Op 12 juli 2014 belde [samenlevingspartner van de man] naar [geïntimeerde] met de mededeling dat zij geen contact met de man kon krijgen. [geïntimeerde] belde naar de vriend die de vader zou bezoeken en vernam dat vader daar niet was noch geweest was. Hij deed aangifte van vermissing.
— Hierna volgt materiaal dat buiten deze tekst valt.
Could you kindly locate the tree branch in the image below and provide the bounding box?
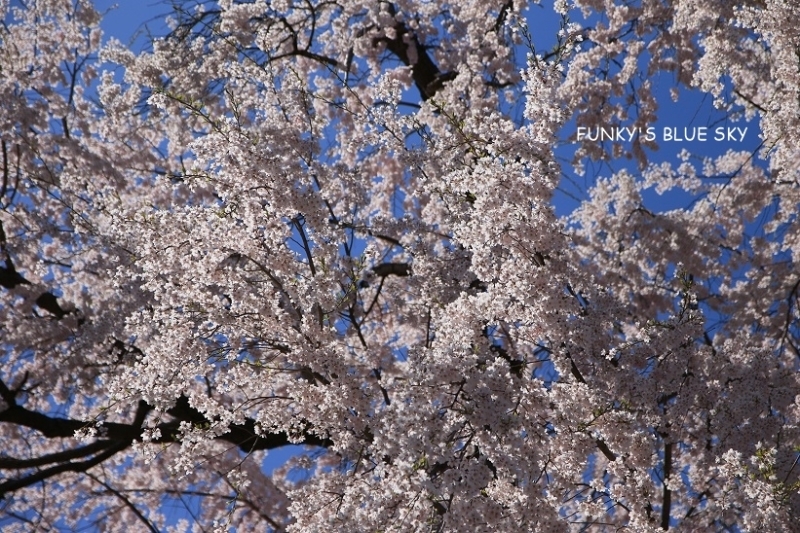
[0,439,128,499]
[661,441,673,530]
[86,473,160,533]
[0,440,115,469]
[1,386,331,454]
[377,5,456,100]
[372,262,410,278]
[0,388,333,500]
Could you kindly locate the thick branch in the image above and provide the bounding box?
[0,258,29,290]
[0,401,151,499]
[378,6,455,100]
[0,401,144,440]
[0,250,69,318]
[661,441,673,530]
[165,394,333,451]
[596,439,617,462]
[0,390,332,500]
[372,262,410,278]
[0,389,331,456]
[0,440,115,469]
[0,440,129,498]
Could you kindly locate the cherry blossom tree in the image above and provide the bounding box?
[1,0,799,531]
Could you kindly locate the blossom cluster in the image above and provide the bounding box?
[0,0,798,531]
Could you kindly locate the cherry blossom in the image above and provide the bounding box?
[1,0,799,531]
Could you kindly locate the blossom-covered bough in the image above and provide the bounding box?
[1,0,799,531]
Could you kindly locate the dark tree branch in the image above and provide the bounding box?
[377,5,456,100]
[164,394,333,451]
[494,0,514,33]
[661,441,673,530]
[0,438,128,498]
[86,473,160,533]
[596,439,617,462]
[364,275,385,317]
[0,141,8,201]
[0,257,29,290]
[0,239,72,319]
[292,215,316,277]
[34,292,66,319]
[372,262,410,278]
[0,440,115,469]
[0,388,331,455]
[482,325,526,378]
[0,387,333,500]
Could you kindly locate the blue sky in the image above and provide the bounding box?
[91,1,765,219]
[95,0,169,45]
[39,2,766,528]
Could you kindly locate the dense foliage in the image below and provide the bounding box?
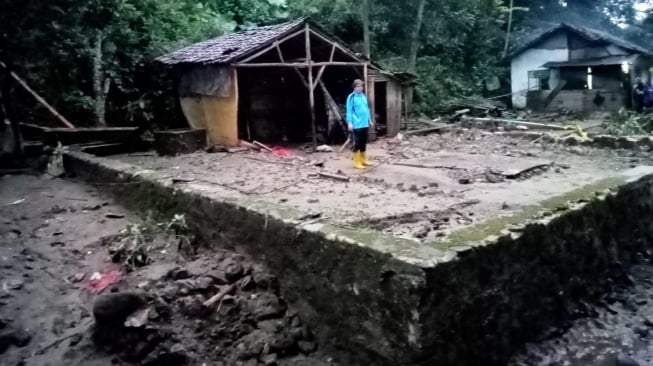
[2,0,653,127]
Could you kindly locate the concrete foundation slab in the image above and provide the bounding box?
[63,131,653,365]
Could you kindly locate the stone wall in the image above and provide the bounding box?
[65,151,653,366]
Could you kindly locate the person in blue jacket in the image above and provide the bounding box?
[346,79,373,169]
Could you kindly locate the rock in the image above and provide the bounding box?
[252,293,286,320]
[617,354,640,366]
[152,297,172,320]
[125,307,151,328]
[458,178,471,185]
[622,299,639,313]
[643,316,653,327]
[297,340,317,354]
[408,185,419,192]
[635,325,649,338]
[167,268,192,280]
[177,296,205,317]
[205,270,229,285]
[72,273,86,283]
[93,292,147,325]
[307,198,319,204]
[7,278,24,290]
[253,272,279,293]
[260,353,278,365]
[484,171,504,183]
[236,330,268,359]
[270,334,296,354]
[242,359,258,366]
[0,328,31,350]
[161,285,182,303]
[224,262,245,283]
[194,277,214,292]
[0,332,13,353]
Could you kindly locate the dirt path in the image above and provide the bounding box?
[0,174,336,366]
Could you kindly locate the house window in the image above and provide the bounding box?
[528,70,550,91]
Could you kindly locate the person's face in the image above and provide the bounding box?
[354,84,364,93]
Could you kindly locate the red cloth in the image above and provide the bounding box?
[89,270,121,293]
[271,146,291,156]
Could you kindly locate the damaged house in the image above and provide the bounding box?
[156,18,411,147]
[510,23,653,112]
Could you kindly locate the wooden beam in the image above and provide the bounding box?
[274,41,285,62]
[293,68,309,89]
[239,29,305,63]
[329,43,336,62]
[311,65,327,92]
[306,24,317,149]
[308,29,364,64]
[0,61,75,128]
[234,61,365,68]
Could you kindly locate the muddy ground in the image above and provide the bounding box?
[0,174,335,366]
[510,265,653,366]
[115,130,653,242]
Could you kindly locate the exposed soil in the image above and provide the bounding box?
[0,174,336,366]
[510,265,653,366]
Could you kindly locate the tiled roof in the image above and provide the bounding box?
[511,23,653,59]
[156,18,306,65]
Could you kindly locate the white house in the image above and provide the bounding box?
[510,23,653,112]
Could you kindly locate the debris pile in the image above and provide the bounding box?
[435,95,507,119]
[92,252,328,366]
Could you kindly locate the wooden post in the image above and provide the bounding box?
[306,24,317,149]
[0,61,75,128]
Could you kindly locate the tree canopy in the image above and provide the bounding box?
[1,0,652,126]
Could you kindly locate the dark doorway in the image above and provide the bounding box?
[374,81,388,136]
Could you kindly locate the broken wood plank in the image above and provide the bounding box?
[203,282,239,307]
[392,162,463,170]
[252,140,274,153]
[318,172,350,182]
[404,126,447,136]
[462,116,567,130]
[244,156,296,166]
[238,140,260,150]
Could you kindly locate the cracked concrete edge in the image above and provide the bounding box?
[430,165,653,252]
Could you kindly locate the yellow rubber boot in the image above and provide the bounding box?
[353,151,365,169]
[361,151,372,166]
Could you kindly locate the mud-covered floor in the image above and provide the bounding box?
[114,129,653,242]
[0,174,336,366]
[510,265,653,366]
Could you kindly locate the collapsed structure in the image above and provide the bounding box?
[156,18,413,147]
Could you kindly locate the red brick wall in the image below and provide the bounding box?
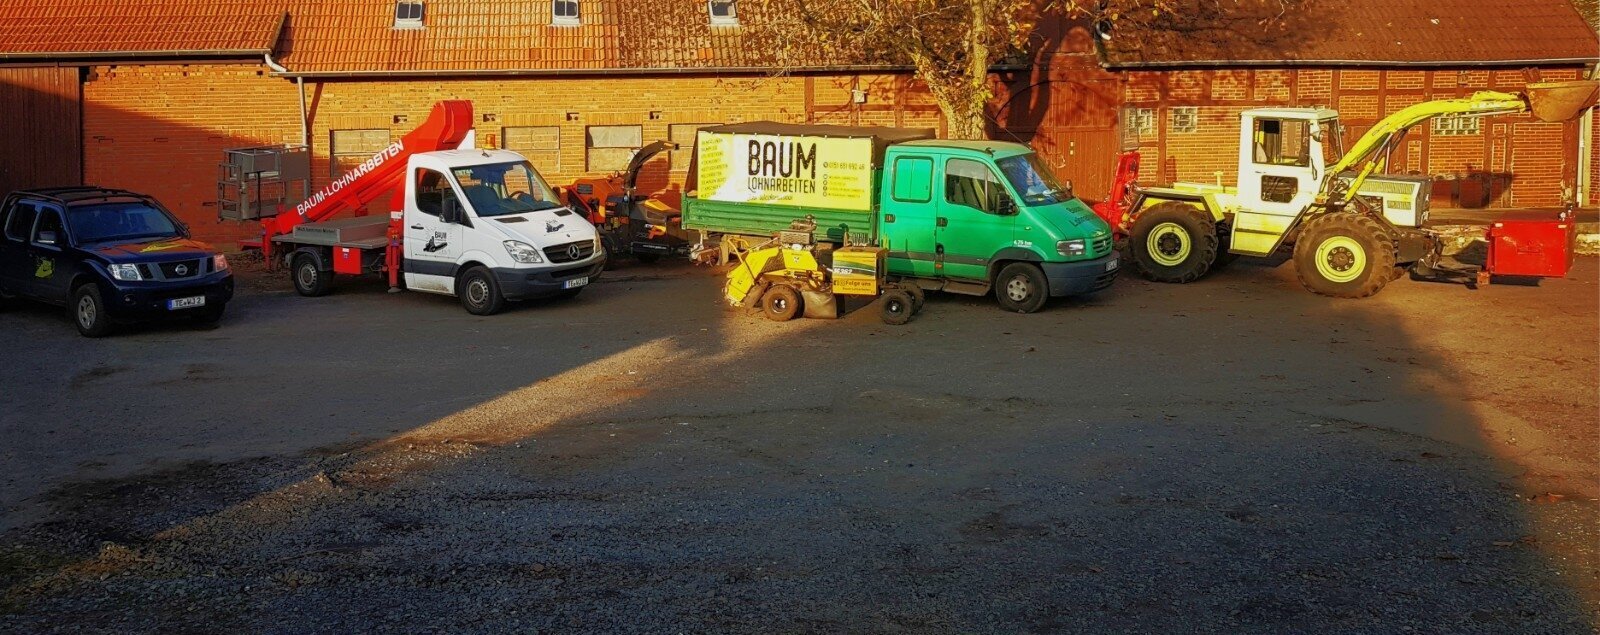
[1123,66,1589,209]
[83,64,301,243]
[81,66,949,242]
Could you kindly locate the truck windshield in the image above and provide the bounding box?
[452,161,561,217]
[996,154,1072,206]
[68,202,182,244]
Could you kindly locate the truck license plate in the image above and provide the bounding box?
[562,277,589,289]
[1106,258,1119,272]
[167,296,206,310]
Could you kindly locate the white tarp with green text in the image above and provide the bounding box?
[696,131,875,212]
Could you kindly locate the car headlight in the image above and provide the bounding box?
[593,233,603,253]
[109,263,143,281]
[503,240,544,264]
[213,254,230,272]
[1057,239,1087,257]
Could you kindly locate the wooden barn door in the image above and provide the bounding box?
[993,70,1122,204]
[0,67,83,197]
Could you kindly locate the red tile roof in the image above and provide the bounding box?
[1101,0,1600,67]
[0,1,285,59]
[272,0,871,75]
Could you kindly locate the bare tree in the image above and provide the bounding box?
[751,0,1168,139]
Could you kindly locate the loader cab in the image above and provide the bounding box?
[1236,108,1341,212]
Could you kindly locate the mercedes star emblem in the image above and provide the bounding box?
[566,244,583,260]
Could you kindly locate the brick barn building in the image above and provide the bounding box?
[0,0,1595,244]
[1094,0,1600,210]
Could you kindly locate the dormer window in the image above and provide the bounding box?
[394,0,425,28]
[552,0,580,25]
[709,0,737,26]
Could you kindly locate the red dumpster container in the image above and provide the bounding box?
[1485,219,1575,278]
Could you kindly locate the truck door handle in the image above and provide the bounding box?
[936,217,948,227]
[884,214,895,223]
[410,224,425,230]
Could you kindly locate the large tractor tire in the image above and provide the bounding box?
[1126,201,1219,283]
[1292,213,1398,298]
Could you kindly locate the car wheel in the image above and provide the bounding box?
[902,284,926,314]
[73,284,114,338]
[761,285,802,322]
[993,262,1049,314]
[457,266,506,315]
[291,252,331,297]
[879,289,914,325]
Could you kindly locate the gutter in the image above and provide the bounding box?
[266,63,1029,80]
[263,12,310,198]
[0,49,271,62]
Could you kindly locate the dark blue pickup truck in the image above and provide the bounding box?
[0,187,234,337]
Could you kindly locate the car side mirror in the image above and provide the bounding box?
[37,230,57,246]
[441,197,462,224]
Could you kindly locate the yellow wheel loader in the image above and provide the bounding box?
[1114,80,1599,298]
[724,217,925,325]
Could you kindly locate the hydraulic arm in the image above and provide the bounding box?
[1326,81,1599,207]
[254,100,475,259]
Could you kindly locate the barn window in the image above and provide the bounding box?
[1432,115,1481,137]
[669,123,718,170]
[503,126,563,172]
[587,125,642,172]
[331,129,392,178]
[394,1,425,28]
[1170,107,1198,133]
[1126,107,1155,137]
[552,0,580,25]
[709,0,738,25]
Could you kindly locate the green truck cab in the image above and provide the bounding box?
[682,123,1118,313]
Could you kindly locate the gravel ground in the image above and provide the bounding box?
[0,255,1595,633]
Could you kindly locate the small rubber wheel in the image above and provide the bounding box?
[1126,201,1219,283]
[762,285,802,321]
[903,284,926,314]
[880,289,914,325]
[458,266,507,315]
[291,253,331,297]
[192,303,225,325]
[1292,212,1398,298]
[994,262,1049,314]
[73,284,114,338]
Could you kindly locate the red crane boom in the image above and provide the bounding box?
[251,100,475,261]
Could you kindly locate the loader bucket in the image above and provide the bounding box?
[1524,80,1600,122]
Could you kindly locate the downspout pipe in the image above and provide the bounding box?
[264,51,310,198]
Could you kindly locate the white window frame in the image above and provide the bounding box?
[1128,108,1155,137]
[709,0,738,26]
[552,0,580,26]
[503,126,563,172]
[331,129,392,178]
[1170,107,1198,134]
[1431,115,1481,137]
[394,0,425,29]
[587,125,643,172]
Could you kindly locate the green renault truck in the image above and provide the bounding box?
[681,122,1119,313]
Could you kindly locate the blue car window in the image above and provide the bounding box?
[69,202,180,244]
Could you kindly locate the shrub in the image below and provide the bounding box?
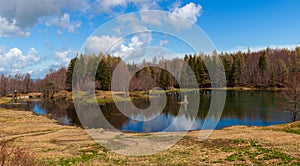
[0,139,37,166]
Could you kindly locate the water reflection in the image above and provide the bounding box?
[0,91,298,132]
[0,100,80,126]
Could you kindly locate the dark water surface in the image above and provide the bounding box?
[1,91,298,132]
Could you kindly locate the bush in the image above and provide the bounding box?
[0,139,37,166]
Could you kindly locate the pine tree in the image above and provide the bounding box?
[159,69,170,90]
[259,52,268,72]
[96,58,111,90]
[66,57,77,91]
[229,55,240,87]
[258,52,269,86]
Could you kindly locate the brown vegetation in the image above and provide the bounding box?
[279,72,300,122]
[0,108,299,165]
[0,138,37,166]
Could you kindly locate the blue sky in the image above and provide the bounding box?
[0,0,299,78]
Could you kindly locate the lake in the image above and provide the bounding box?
[1,90,298,132]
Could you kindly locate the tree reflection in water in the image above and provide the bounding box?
[0,91,298,132]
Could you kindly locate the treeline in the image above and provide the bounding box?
[1,47,299,96]
[0,68,67,97]
[0,73,31,96]
[221,48,300,88]
[66,47,300,91]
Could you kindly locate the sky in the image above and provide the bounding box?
[0,0,299,78]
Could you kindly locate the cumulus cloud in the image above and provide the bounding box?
[0,46,78,77]
[0,17,30,37]
[114,35,145,58]
[172,2,202,24]
[54,49,77,64]
[135,3,203,32]
[164,3,202,30]
[130,0,160,11]
[27,48,41,62]
[46,13,81,34]
[84,35,123,55]
[140,11,165,26]
[159,40,169,47]
[94,0,127,13]
[94,0,160,14]
[0,1,202,37]
[84,33,153,58]
[0,0,88,37]
[0,47,41,74]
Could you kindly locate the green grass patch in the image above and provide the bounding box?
[264,121,300,135]
[280,128,300,135]
[232,139,247,144]
[222,139,296,165]
[0,97,12,104]
[47,151,98,166]
[42,148,57,152]
[225,153,245,161]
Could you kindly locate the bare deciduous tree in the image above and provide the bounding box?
[280,72,300,122]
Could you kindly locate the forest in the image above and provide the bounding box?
[0,47,299,96]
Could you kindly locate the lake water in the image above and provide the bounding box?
[1,91,298,132]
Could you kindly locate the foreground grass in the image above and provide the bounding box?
[45,138,299,166]
[0,138,37,166]
[263,121,300,135]
[0,108,299,165]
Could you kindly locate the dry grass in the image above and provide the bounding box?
[0,138,37,166]
[0,108,299,165]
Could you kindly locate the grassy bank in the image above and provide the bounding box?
[0,108,299,165]
[0,87,283,106]
[0,97,12,104]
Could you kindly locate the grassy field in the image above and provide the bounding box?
[0,108,299,165]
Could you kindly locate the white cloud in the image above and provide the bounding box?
[27,48,40,62]
[0,46,78,78]
[84,35,123,55]
[0,17,30,37]
[116,13,151,32]
[133,3,202,32]
[0,0,88,37]
[130,0,160,11]
[114,36,144,57]
[94,0,127,13]
[84,33,153,59]
[222,44,300,53]
[115,33,153,58]
[0,47,25,71]
[167,2,202,29]
[94,0,160,14]
[172,2,202,24]
[0,1,201,37]
[0,47,41,74]
[54,49,77,64]
[159,40,169,47]
[140,11,165,26]
[46,13,81,34]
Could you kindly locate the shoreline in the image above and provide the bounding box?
[1,107,299,135]
[1,107,298,136]
[0,87,285,105]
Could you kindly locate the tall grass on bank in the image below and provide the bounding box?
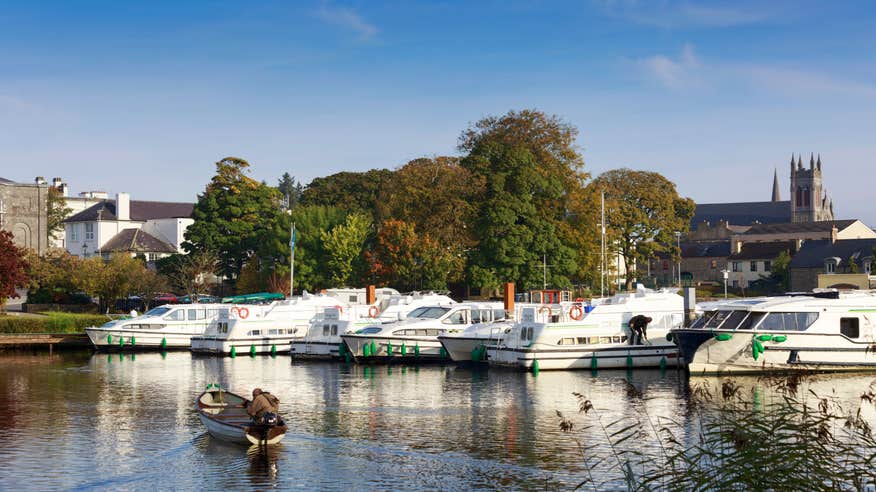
[0,312,112,334]
[557,375,876,490]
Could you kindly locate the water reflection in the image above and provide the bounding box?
[0,351,874,490]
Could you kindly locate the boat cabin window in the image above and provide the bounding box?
[217,322,228,333]
[188,309,207,320]
[269,329,278,335]
[840,318,860,338]
[144,307,171,317]
[494,308,507,321]
[359,327,382,335]
[163,310,184,321]
[704,311,732,329]
[407,307,451,319]
[558,337,575,345]
[323,324,330,337]
[249,329,261,336]
[443,310,468,325]
[719,310,749,330]
[690,311,716,329]
[736,312,765,331]
[757,312,819,332]
[520,326,534,341]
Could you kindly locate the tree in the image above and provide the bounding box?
[183,157,284,281]
[849,255,859,274]
[46,187,72,237]
[156,251,220,298]
[24,248,84,303]
[770,250,792,292]
[0,230,29,312]
[94,254,144,313]
[277,172,302,208]
[367,219,462,291]
[321,212,371,286]
[459,109,585,291]
[586,168,695,290]
[300,169,394,217]
[130,268,169,310]
[378,156,481,284]
[286,205,348,292]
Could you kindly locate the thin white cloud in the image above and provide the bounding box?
[314,2,378,41]
[634,44,876,98]
[638,44,699,88]
[597,0,772,28]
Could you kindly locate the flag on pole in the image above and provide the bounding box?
[290,223,296,250]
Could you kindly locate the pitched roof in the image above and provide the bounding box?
[65,199,193,223]
[0,177,14,184]
[728,241,796,260]
[742,220,857,236]
[654,240,730,259]
[101,228,177,254]
[691,201,790,228]
[789,238,876,269]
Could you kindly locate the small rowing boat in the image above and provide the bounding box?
[196,385,287,445]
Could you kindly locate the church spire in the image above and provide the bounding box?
[771,168,781,202]
[817,153,822,170]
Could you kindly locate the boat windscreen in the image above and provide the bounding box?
[757,312,819,331]
[144,307,171,317]
[704,311,733,329]
[407,306,451,319]
[717,310,749,330]
[736,312,765,331]
[690,311,716,329]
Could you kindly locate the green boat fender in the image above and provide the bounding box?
[665,333,673,342]
[714,333,733,341]
[590,354,598,370]
[370,340,377,356]
[772,335,787,343]
[753,338,764,354]
[230,346,236,358]
[626,353,633,369]
[338,343,346,356]
[131,336,136,347]
[532,359,540,375]
[249,344,256,357]
[414,343,420,357]
[270,344,277,357]
[119,336,124,348]
[107,334,112,344]
[659,356,667,371]
[363,342,371,357]
[387,341,393,355]
[401,343,407,356]
[756,334,773,342]
[160,337,167,349]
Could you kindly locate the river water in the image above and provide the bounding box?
[1,351,874,491]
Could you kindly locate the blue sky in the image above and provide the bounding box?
[1,1,874,224]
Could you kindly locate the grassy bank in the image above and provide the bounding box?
[0,312,111,334]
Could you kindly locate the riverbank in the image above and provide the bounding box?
[0,333,91,352]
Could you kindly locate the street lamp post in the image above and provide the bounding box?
[81,242,87,258]
[721,269,729,298]
[674,231,682,287]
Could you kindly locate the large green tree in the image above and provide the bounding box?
[459,109,586,291]
[300,169,394,217]
[277,172,302,208]
[586,168,695,290]
[321,212,371,286]
[285,205,348,292]
[183,157,283,280]
[377,156,481,284]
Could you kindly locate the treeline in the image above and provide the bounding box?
[182,109,695,295]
Op 14 juli 2014 bleek de man weer thuis te zijn. Bij hem was [appellante] aanwezig, tot op dat moment onbekend voor [geïntimeerde] . De man vertelde [geïntimeerde] dat hij met haar een weekje naar Rwanda was geweest, waar hij mooie natuur had gezien.
3.1.7.
Op 23 juli 2014 heeft [geïntimeerde] op verzoek van de man aan [samenlevingspartner van de man] een
e-mail gezonden, waarin de relatie tussen haar en de man werd beëindigd.
3.1.8.
Op 7 oktober 2014 wijzigde de man zijn testament aldus - kort samengevat - dat hij zijn zoon tot enig erfgenaam en tot executeur benoemde. De akte werd verleden door een notaris van kantoor [notariskantoor 1] te [standplaats] . De man was in de akte vermeld als ongehuwd.
3.1.9.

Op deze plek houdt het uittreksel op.